BEST DOCUMENTARY OSCAR WAS ALSO POLITICALLY CORRECT
Nobody paid much attention to the best feature-length documentary award for "Murder on a Sunday Morning". The American film, by the French directors Jean-Xavier de Lestrade and Denis Poncet, was produced for HBO and it has been announced to be shown on TV this Sunday at 10h30 PM on the pay-TV network in the United States. For this Oscar also lent itself to promoting a correction in the ways of the Hollywood Academy, a kind of mea culpa in its historical revision, facing racial matters and the black people`s part in the political and artistic formation of the country.
It was certainly a political award turned to the America social intern matter after the tragedies started by the September 11 2001 attacks. So much that it deferred the favorite for best documentary, with a theme that is sympathetic to the members of the Academy, the Jewish question, "Promises", by Justine Shapiro, B.Z. Goldberg and Carlos Bolado.
The rich beach resort Jacksonville, in Florida, is focused by the racism in the police system denounce documentary. Jean-Xavier de Lestrade cited Martin Luther King Jr.`s speech about an America where children will not be judged by the color of their skin but by the content of their character. Lestrade concluded his thought by saying "Thirty-eight years later we film the story about a teenager who had been stopped, arrested and sent to jail because he was just a black kid walking in the street near a crime scene."
This documentary opens a serious debate about the existing prejudices in the conduction of investigations of crimes with suspicions that always fall first on black people and members of poorer ethnical communities. The documentary follows two Duval County public defenders as they prepare their defense of 16-year-old black high school student Brenton Butler, arrested after being identified as the murderer of Mary Ann Stephens, a 65-year-old tourist from Georgia, who was shot in the face before her husband`s eyes on May 7, 2000 outside a motel room in Jacksonville, where the couple was spending holidays.

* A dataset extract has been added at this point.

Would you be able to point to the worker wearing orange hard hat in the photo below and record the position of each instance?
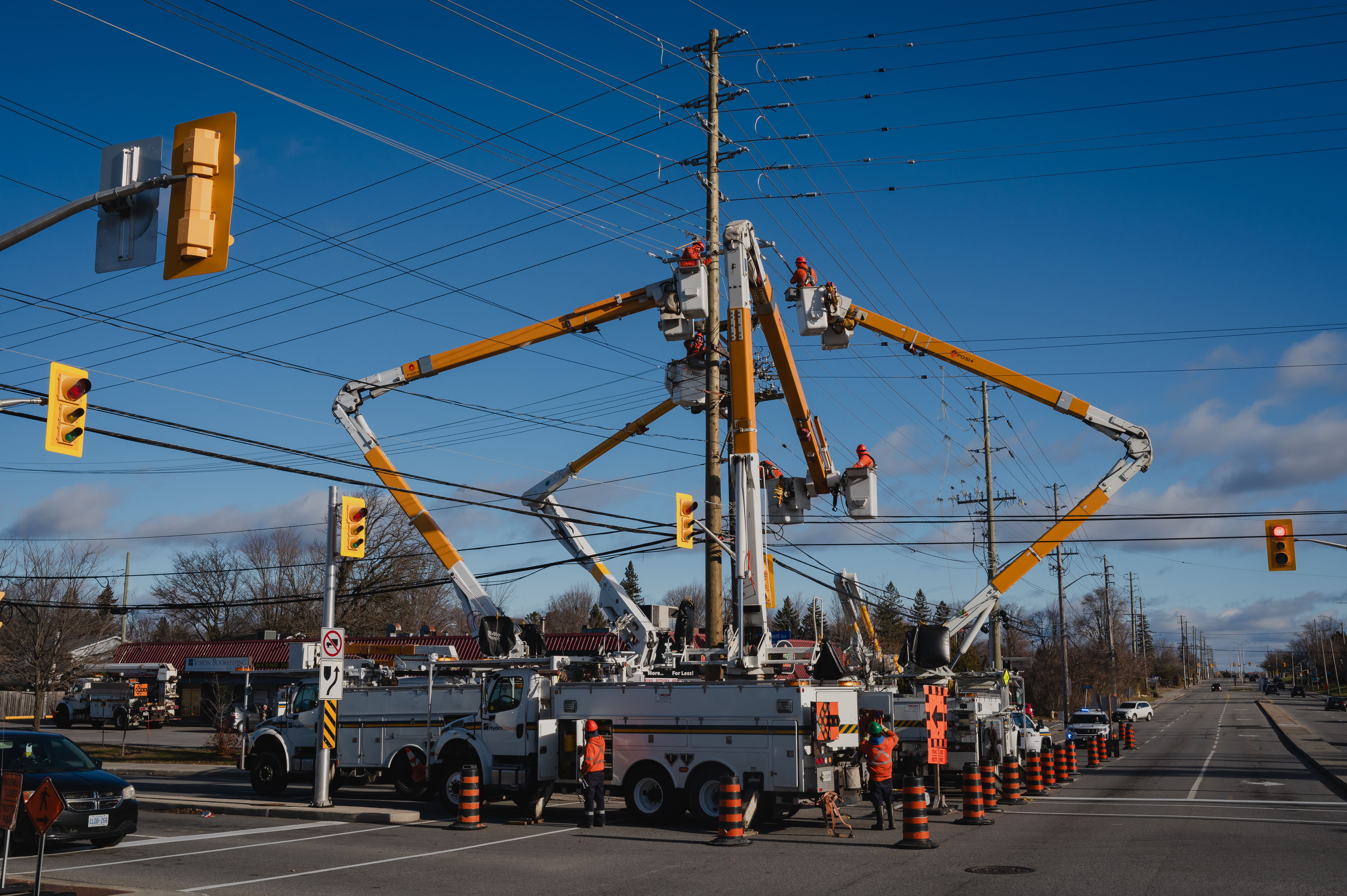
(805, 275)
(592, 775)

Examining the Butler case from trial preparations to the dramatic verdict to the surprising aftermath a year later, "Murder on a Sunday Morning" shows how racial bias and careless police investigation can turn an innocent person into the prime suspect in a brutal murder. Promotional material of the film on the HBO page in the internet is rather radical in its judging about the case and ask to see "how the wheels of justice turn in America, as well as how incompetent police work can corrupt the legal system."

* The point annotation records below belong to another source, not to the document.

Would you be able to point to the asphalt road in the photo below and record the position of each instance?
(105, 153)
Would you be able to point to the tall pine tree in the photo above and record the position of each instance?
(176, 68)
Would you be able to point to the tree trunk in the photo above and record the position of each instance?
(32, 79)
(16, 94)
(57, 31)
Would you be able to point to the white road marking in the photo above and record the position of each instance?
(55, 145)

And one article on the Jacksonville newspaper yesterday reminds us that the boy confessed to police, but the confession was beaten out of him, and two sheriffs in town took the extraordinary step of apologizing to Butler and his family, and arrested two other men for the slaying. Jacksonville`s paper clarifies that it wasn`t by chance that the also black actor Samuel L. Jackson was invited to announce the winner of the best documentary award. He was recently in Jacksonville with John Travolta for the shootings of "Basic", when he got acquainted with the dramatic trail case of the innocent boy.